The biotechnology is intended to enable the healthy birth of babies who would otherwise die from a group of inherited diseases that result in poorly functioning mitochondria. The mitochondria are the tiny structures that allow cells to produce energy. They have their own DNA, which is inherited only from the mother.
The “three-parent” technique takes a donated egg or fertilized embryo and removes its nucleus, replacing it with genetic material from the parents. Thus, all of the child’s nuclear DNA – which contains all of what we typically think of as a person’s genetic code – comes from its parents, but its mitochondrial DNA comes from a donor.
One in 4,300 children is born with some form of mitochondrial disease. In the most severe forms, the body may not have enough energy for the heart to keep beating.
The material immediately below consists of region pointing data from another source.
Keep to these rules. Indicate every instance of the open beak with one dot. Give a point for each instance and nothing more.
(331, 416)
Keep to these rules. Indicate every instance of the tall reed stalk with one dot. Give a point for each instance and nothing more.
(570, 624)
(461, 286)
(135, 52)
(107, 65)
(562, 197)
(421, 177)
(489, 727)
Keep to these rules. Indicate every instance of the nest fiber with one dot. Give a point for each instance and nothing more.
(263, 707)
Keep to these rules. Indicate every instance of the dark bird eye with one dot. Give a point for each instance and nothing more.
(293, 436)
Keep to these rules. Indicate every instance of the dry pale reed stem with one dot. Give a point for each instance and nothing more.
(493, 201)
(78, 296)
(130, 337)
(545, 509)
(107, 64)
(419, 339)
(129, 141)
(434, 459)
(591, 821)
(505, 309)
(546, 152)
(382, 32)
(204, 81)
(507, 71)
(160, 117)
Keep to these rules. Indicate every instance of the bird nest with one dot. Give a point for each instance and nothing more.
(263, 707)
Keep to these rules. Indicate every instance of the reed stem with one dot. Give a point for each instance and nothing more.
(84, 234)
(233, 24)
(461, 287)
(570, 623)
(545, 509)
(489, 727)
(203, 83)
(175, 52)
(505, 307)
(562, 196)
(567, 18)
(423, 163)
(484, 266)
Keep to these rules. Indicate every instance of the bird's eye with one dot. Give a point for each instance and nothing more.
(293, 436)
Serious symptoms include chronic muscle weakness, blindness, deafness, seizures, diabetes, heart and liver failure and even death.
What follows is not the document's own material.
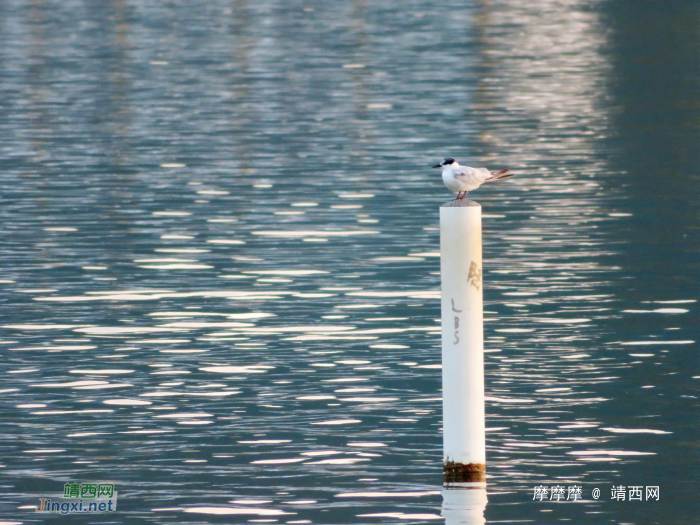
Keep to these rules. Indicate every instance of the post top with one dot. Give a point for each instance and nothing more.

Under the new British rules, in-vitro-fertilization (IVF) clinics wanting to perform three-person IVF must apply for a license from the HFEA. They must then apply separately for permission for every single patient. The HFEA has signaled its intention to approve applications only in cases where the risk is very high of a child born without the technique developing a severe mitochondrial disease.
The first hospital to apply for the license is expected to be Newcastle-upon-Tyne Hospitals NHS Foundation Trust and Newcastle University, which is home to the researchers that developed the newest three-person IVF techniques. Researchers from that hospital had already started the search for donor eggs even before the HFEA announced its decision.
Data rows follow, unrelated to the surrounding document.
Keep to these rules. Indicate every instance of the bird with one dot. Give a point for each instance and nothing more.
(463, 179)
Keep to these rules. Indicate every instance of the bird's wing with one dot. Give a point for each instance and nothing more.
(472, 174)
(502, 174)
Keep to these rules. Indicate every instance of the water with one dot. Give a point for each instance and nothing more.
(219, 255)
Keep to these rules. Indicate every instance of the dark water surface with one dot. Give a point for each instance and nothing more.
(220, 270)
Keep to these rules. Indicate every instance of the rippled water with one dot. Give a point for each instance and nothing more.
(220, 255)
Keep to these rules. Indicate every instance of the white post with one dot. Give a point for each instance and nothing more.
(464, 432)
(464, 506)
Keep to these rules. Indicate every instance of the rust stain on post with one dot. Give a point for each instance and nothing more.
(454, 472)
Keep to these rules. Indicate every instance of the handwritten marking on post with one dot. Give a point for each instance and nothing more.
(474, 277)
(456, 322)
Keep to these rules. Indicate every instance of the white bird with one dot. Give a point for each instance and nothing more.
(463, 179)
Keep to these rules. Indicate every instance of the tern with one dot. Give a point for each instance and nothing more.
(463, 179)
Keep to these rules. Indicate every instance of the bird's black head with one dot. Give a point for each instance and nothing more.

“Now that that we are moving forward towards clinical treatments, we will also need donors to donate eggs for use in treatment to prevent affected women transmitting disease to their children,” said Mary Herbert of the Newcastle Fertility Centre, in reaction to the HFEA ruling.
The Newcastle team says it hopes to produce 25 three-person IVF pregnancies per year. They expect the first child to be born as early as the end of 2017. The researchers will continue to provide long-term followup and monitoring of all children born.
The British National Health System has agreed to fund the costs of the first few cases of three-person IVF for couples that agree to long-term followup.
Three-person IVF made the news several months ago, when a US-based research team announced the birth of a baby produced using the technique. The procedure had been performed in Mexico in order to bypass a 2002 FDA ruling discouraging three-person IVF due to the risk of poorly studied side effects.
The HFEA’s strict rules are seen by some observers as an effort to better regulate the technology.
“It is infinitely preferable that the early clinical trials should be done in a tightly regulated system in the UK, with long term follow-up of any children born, rather than in countries where there is no regulation or oversight,” said clinical geneticist Frances Flinter of Guy’s and St Thomas’ NHS Foundation Trust.
But many critics fail to be reassured by the new regulations. Some animal studies suggest that mitochondrial replacement techniques may still carry the same risks they did in 2002, such as missing chromosomes, cognitive impairment and changes in fertility or ageing. The ethical implications are magnified because the changes are being made to DNA that is passed on to future generations.
Many critics also worry that three-person IVF is the first step down a slippery slope toward “designer babies.”
“Already, bioethicists have started to argue that allowing mitochondrial replacement means that there is no logical basis for resisting GM babies, which is exactly how slippery slopes work,” said David King of Human Genetics Alert.